Arlington, Va.—Today (August 1, 2006), the 5th U.S. Circuit Court of Appeals dismissed as moot a lawsuit brought by the Institute for Justice on behalf of would-be florists in Louisiana against the Louisiana Horticulture Commission. The court cited disruptions caused by Hurricane Katrina, which made the plaintiffs in the lawsuit Meadows v. Odom unable to proceed. (One of the Institute for Justice’s original clients passed away during the course of the litigation while the others have been forced to move out of the state or pursue other occupations in the wake of Katrina.)

When a case is moot, it means there is no longer a viable case to be pursued. In this case, none of the women who filed suit can still pursue flowing arranging in Louisiana. The court vacated the trial court’s decision that had upheld the law and remanded the case to the trial court to dismiss.

Louisiana remains the only State in the nation that demands that florists secure a government-imposed license to practice their craft.
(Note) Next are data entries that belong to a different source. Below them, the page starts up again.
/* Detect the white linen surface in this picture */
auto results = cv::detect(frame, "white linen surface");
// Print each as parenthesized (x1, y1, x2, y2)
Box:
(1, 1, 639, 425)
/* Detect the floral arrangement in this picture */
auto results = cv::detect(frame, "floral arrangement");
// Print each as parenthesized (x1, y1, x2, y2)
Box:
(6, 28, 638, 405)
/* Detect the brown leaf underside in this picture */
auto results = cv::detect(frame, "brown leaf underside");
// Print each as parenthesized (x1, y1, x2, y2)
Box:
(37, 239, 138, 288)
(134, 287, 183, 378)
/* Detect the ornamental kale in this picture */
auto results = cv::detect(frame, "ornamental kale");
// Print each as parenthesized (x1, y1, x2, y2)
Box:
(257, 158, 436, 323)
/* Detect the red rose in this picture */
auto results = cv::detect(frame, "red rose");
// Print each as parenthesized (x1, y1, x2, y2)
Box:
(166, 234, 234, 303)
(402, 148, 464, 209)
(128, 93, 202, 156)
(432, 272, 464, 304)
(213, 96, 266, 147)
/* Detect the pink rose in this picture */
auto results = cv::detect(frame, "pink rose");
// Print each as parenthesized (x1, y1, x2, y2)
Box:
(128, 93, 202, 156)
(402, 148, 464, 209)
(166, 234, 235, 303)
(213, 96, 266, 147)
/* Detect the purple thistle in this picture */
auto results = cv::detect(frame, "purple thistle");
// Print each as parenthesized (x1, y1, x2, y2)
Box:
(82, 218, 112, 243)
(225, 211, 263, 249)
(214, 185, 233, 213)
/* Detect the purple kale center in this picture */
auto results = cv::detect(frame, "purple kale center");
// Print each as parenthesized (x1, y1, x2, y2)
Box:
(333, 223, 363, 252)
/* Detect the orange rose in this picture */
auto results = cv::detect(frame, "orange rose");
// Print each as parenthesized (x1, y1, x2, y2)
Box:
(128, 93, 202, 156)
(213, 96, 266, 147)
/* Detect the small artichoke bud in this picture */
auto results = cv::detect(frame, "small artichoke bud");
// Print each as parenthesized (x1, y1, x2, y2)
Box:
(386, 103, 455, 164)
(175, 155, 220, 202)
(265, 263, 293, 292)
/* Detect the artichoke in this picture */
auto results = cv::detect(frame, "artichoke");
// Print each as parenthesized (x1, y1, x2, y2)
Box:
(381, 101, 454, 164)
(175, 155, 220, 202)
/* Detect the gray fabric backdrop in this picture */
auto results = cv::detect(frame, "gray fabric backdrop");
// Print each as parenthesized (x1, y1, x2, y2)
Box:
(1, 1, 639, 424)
Existing florists get to grade the test that their potential competitors must pass to secure that license. The test is so subjective and arbitrary that nearly two-thirds fail, including applicants with decades of experience. Even the State’s own expert witness hired to help defend the law in court described the test as not “fundamentally fair” to applicants.

The Institute for Justice is now considering whether to file another similar legal challenge with new clients, but has not yet reached a decision.